By Drew FitzGerald and Sarah Krouse 

T-Mobile US Inc. and AT&T Inc. said they would stop feeding individual customers' real-time locations to data middlemen, after a report suggested the sensitive information is easy to pull without users' consent.

Tech website Motherboard reported this week that it paid a bounty hunter $300 to locate a T-Mobile handset by tapping into a real-time feed that the carrier provided to an aggregator called Zumigo Inc.

T-Mobile Chief Executive John Legere said in a tweetearlier this week that the company is "completely ending location aggregator work" in March but will need time to "do it the right way to avoid impacting consumers who use these types of services for things like emergency assistance."

AT&T also said this week it would cut off data aggregators' access to the information by March. The company said it wound down most location sharing last year while still providing companies with customer information for services such as roadside assistance.

"In light of recent reports about the misuse of location services, we have decided to eliminate all location aggregation services -- even those with clear consumer benefits," the company said.

A spokesman for Verizon Communications Inc., which late last year added restrictions on its relationship with location-data brokers, said the carrier plans to end its remaining agreements with four roadside-assistance companies by the end of March. "We have terminated all other such arrangements," he said.

A Sprint Corp. spokeswoman said the company told Zumigo this week that it was terminating its contract.

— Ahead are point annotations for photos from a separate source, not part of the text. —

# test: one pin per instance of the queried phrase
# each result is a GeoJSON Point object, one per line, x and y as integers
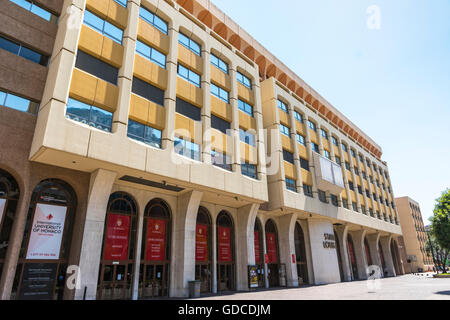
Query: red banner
{"type": "Point", "coordinates": [117, 234]}
{"type": "Point", "coordinates": [201, 243]}
{"type": "Point", "coordinates": [156, 240]}
{"type": "Point", "coordinates": [257, 248]}
{"type": "Point", "coordinates": [271, 240]}
{"type": "Point", "coordinates": [225, 244]}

Sprint "determined that Zumigo violated the terms of our contract by not sufficiently protecting Sprint customer data in its relationship with MicroBilt," a credit-reporting company used in the bounty hunter example to pinpoint a phone.

Zumigo CEO Chirag Bakshi said his company cut off MicroBilt's access to all cellphone locations after the Motherboard article published. "The incident that occurred was an illegal use of the data," Mr. Bakshi said in an interview. "MicroBilt was supposed to be for lending...for a financial use case which was misused."

MicroBilt said its contracts with clients require a customer's explicit consent to access location data. "Upon learning of the breach of contract in this instance, MicroBilt immediately terminated the customer's account and suspended delivery of its mobile device geolocation verification service to all customers," marketing chief Sean Albert said.

Sprint continues to share what it says are non-personally identifiable location data with Pinsight Media, the mobile data and advertising company it sold to InMobi last year, the spokeswoman said. It continues to share data with some other third parties.

Cellphone companies made similar promises to protect user data six months ago after reports of lax oversight prompted Sen. Ron Wyden (D., Ore.) to write the carriers seeking more information about their practices. The companies at the time said they shared device locations with users' consent by outsourcing the work to aggregators like Zumigo. Those aggregators shared the information with dozens of other companies that provide services such as freight tracking, roadside assistance and bank fraud protection.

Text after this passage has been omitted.